I nostri giovani, chi lo direbbe?…

Svetlana Panič

Filologa, traduttrice, è ricercatrice presso l’Istituto Solženicyn “Casa dell’Emigrazione russa”, Mosca.

Questa l’ho appena sentita.
Nella stazione metro Serpuchovskaja arrivano due – come avrebbe detto mia nonna – giovani fanciulle. Con loro un ragazzotto con l’aria alternativa.
«Ormai siamo in ritardo per la prima lezione – dice con soddisfazione il ragazzotto: – fa niente, vado al bar a leggere Brodskij».
«Io invece farò un po’ di copiaincolla per la tesina» confida il suo programma una fanciulla.
«Quale, quella di storia?».
«Sì. Tanto mica la legge. Per cui io non me la caccio troppo, non sto neanche a riscrivere, faccio copiaincolla».
«Io invece la scrivo proprio – annuncia il ragazzotto, – su Stalin».

Le due fanciulle lo fissano con uno sguardo sinceramente sbalordito e insieme pieno di autentico orrore.
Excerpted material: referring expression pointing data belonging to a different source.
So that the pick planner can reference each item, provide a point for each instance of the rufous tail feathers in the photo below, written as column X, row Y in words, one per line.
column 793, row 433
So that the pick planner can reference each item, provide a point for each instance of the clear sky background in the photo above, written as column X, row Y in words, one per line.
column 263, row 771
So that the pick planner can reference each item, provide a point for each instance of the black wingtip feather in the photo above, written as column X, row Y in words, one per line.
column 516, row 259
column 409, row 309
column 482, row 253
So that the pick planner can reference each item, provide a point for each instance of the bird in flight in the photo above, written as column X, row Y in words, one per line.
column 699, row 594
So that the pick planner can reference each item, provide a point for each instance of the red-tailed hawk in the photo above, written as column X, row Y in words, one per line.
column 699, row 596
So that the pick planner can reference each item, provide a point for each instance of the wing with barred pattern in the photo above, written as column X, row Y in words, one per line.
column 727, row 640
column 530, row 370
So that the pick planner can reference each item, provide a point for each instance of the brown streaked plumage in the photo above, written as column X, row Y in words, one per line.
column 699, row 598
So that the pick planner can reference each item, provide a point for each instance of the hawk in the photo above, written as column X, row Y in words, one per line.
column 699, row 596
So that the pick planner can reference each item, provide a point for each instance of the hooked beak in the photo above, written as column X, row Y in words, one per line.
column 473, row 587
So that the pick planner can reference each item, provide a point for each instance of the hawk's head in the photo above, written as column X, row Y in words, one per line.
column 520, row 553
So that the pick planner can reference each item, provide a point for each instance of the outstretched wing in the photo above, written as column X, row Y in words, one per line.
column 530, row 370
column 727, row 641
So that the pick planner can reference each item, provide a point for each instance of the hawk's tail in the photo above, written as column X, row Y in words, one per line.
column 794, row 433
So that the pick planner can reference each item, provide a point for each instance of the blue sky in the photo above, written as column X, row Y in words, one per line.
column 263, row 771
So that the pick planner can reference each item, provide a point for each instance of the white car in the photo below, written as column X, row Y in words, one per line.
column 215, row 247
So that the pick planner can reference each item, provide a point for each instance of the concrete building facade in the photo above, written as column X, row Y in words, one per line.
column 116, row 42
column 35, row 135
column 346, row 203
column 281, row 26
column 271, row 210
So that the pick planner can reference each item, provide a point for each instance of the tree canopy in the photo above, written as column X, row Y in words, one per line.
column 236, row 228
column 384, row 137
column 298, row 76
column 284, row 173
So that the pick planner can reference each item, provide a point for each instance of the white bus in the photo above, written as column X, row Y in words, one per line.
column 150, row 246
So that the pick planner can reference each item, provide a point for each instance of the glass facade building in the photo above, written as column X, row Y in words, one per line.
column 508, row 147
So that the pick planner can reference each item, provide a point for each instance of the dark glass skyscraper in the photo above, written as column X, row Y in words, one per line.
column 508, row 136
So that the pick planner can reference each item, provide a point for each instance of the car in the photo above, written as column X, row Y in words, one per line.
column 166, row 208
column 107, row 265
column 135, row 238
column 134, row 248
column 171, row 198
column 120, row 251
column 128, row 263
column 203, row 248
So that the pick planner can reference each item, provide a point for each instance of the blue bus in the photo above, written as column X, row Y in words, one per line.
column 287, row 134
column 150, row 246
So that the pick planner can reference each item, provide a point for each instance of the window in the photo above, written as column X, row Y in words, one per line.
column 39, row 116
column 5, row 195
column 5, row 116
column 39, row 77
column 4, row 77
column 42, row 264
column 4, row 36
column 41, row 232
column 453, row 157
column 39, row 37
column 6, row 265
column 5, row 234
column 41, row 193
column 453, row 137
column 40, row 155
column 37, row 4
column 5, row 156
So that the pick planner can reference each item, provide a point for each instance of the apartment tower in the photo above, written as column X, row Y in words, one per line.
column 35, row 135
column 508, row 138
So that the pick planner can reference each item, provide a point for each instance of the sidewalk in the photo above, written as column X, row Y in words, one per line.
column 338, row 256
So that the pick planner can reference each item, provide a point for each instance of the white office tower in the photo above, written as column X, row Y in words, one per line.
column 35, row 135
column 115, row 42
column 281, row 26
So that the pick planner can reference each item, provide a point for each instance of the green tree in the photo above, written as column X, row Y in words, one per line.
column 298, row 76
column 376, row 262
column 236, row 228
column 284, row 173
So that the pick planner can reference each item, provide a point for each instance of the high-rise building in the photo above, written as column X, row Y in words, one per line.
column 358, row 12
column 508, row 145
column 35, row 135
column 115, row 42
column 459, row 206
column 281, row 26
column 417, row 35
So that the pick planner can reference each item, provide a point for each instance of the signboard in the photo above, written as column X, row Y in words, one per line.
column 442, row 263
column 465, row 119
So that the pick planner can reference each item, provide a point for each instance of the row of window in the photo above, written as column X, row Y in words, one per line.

«Ho scelto io. Mio nonno mi ha raccontato tutto su di lui, roba che non assomiglia per niente a quel che ci dicono. Mi ha detto che Stalin era una m…, che ha messo in galera mezzo paese, tutti innocenti; che era amico di Hitler, e che se prima della guerra non avesse messo dentro tutti i generali intelligenti, le perdite sarebbero state infinitamente minori. E poi, dopo la guerra, ha mandato di nuovo in lager tutti quelli che erano caduti prigionieri…».
«Ma tu non hai paura?», chiede con beata noncuranza una delle fanciulle.
«Eh, non me la terranno buona, mi abbasseranno i voti. Magari mi toglieranno la borsa. Però resterò una persona libera, come Brodskij. Mica per niente lo leggo».